ATHENS 2004

  • Date of Lighting: March 25, 2004
  • Colour of the torch: brown, silver
  • Height: 68cm
  • Weight: 700gr
  • Number of torches: 16.000
  • Number of torchbearers: 11.500
  • First torchbearer: Alexandros Nikolaidis (taekwondo)
  • Last torchbearer: Nikos Kaklamanakis
  • Countries crossed: Greece, Australia, Japan, South Korea, China, India, Egypt, South Africa, Brazil, Mexico, USA, Canada, Belgium, Holland, Switzerland, France, Great Britain, Spain, Germany, Sweden, Finland, Russia, Ukraine, Turkey, Bulgaria and Cyprus
  • Kilometres: 78.000

The Flame for the Athens 2004 Games was lit on March 25, 2004.

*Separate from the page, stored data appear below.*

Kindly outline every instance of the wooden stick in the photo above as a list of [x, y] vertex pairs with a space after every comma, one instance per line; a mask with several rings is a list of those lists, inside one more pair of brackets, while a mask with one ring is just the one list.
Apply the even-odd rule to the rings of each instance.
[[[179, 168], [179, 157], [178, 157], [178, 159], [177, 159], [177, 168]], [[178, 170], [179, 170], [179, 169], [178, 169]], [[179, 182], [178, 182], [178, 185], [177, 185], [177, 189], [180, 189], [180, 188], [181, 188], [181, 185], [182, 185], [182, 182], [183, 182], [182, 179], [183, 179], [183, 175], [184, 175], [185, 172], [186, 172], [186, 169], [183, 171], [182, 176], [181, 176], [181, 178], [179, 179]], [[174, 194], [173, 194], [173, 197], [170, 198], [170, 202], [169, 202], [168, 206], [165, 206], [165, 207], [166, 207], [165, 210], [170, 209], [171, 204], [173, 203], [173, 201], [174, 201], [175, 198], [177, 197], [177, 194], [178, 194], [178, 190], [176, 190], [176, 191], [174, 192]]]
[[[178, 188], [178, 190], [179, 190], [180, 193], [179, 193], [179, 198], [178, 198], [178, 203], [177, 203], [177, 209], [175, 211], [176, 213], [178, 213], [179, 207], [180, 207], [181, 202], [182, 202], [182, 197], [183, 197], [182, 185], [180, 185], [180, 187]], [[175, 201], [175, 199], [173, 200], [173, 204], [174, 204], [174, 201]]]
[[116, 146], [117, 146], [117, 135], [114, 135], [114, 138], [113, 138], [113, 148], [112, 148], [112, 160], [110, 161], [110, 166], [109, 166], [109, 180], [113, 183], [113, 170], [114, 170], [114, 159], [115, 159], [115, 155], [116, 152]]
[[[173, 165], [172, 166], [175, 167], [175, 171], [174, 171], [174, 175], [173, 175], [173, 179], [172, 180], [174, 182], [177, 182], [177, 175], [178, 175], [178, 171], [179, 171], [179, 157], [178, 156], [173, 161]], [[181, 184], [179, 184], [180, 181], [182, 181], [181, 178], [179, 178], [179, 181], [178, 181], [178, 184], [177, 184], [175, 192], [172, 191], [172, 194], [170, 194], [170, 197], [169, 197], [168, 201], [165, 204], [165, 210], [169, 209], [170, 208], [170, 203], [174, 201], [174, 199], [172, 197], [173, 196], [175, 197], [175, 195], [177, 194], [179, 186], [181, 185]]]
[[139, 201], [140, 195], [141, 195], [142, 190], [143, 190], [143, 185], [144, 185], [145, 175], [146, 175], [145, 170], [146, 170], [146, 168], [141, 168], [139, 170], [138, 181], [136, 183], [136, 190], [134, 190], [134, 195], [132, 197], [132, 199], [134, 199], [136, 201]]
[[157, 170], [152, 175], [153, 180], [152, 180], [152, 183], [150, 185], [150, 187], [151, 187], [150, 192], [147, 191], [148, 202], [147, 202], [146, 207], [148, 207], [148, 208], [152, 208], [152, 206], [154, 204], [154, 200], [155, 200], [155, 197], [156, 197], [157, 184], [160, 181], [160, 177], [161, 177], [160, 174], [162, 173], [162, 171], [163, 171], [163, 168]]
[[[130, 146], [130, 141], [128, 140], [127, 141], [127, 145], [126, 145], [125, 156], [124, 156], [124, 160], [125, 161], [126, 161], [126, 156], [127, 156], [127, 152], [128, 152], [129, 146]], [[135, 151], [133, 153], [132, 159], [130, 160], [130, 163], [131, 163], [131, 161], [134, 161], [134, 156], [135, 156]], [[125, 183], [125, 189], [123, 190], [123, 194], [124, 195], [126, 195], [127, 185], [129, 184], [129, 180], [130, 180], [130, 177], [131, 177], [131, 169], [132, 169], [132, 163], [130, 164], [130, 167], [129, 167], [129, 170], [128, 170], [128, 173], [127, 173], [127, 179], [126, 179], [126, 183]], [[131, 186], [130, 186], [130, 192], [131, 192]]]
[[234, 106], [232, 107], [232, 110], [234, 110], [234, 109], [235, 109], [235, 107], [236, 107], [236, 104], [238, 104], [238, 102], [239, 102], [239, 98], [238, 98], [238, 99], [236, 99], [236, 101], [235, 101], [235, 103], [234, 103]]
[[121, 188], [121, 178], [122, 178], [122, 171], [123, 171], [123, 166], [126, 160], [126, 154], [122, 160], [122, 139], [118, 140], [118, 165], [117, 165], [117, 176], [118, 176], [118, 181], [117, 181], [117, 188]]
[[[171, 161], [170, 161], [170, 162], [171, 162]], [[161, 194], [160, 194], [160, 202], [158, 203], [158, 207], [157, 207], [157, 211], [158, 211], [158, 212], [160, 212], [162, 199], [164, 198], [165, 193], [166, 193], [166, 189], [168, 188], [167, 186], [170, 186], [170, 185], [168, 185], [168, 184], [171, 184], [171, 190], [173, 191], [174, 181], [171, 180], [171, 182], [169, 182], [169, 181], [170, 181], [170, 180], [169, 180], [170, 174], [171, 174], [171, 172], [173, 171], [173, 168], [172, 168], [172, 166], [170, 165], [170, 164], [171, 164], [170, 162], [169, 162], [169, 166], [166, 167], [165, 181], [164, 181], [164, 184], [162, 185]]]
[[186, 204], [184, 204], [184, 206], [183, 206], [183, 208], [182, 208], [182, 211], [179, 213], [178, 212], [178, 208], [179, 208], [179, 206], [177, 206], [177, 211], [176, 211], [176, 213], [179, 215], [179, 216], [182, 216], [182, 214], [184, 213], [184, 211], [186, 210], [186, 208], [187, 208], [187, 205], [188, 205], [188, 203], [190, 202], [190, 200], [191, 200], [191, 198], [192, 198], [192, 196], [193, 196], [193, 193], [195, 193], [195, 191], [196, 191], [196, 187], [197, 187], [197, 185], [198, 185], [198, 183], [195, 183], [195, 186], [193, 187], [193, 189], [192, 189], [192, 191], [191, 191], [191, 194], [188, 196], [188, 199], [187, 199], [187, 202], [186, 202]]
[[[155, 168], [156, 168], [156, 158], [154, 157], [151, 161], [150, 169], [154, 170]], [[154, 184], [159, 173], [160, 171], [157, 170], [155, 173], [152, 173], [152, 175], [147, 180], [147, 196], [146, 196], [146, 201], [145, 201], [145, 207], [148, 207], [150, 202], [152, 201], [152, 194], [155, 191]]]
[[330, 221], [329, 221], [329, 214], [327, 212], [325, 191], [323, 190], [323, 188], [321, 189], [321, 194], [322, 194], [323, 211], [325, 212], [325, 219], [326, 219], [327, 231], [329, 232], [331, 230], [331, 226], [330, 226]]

The symbol of peace and friendship among people was lit for the first time in the modern Olympic history in Ancient Olympia in 1936, fourteen years after the revival of the Olympic Games in 1896. For that reason, the Torch Lighting ceremony should have been different to the previous ones. It should have been a unique ceremony, full of symbolisms, in order to leave its hallmark throughout time. It should have been frugal and simple like the Olympic Torch Lighting Ceremonies in ancient Greece but splendid at the same time. March 25 is both a religious and national holiday for Greeks, as they celebrate the Annunciation of the Virgin Mary and the declaration of the Independence War on the Ottoman Turks. The first modern Olympic in Athens were also held on that day under the Julian calendar (April 6 under the Gregorian calendar). So the HOC decided the Torch Lighting Ceremony was held on Marc 25 in a bid to link the 1898 Olympics to the 2004 Games.

Some 108 years after their revival, the modern Olympics came back to their birthplace, Greece. At the Athens Games, the Olympic Flame was lit in Ancient Olympia but it did not end its long trip to a foreign country. It travelled around the world to return to the Olympic Stadium for the opening ceremony on August 13.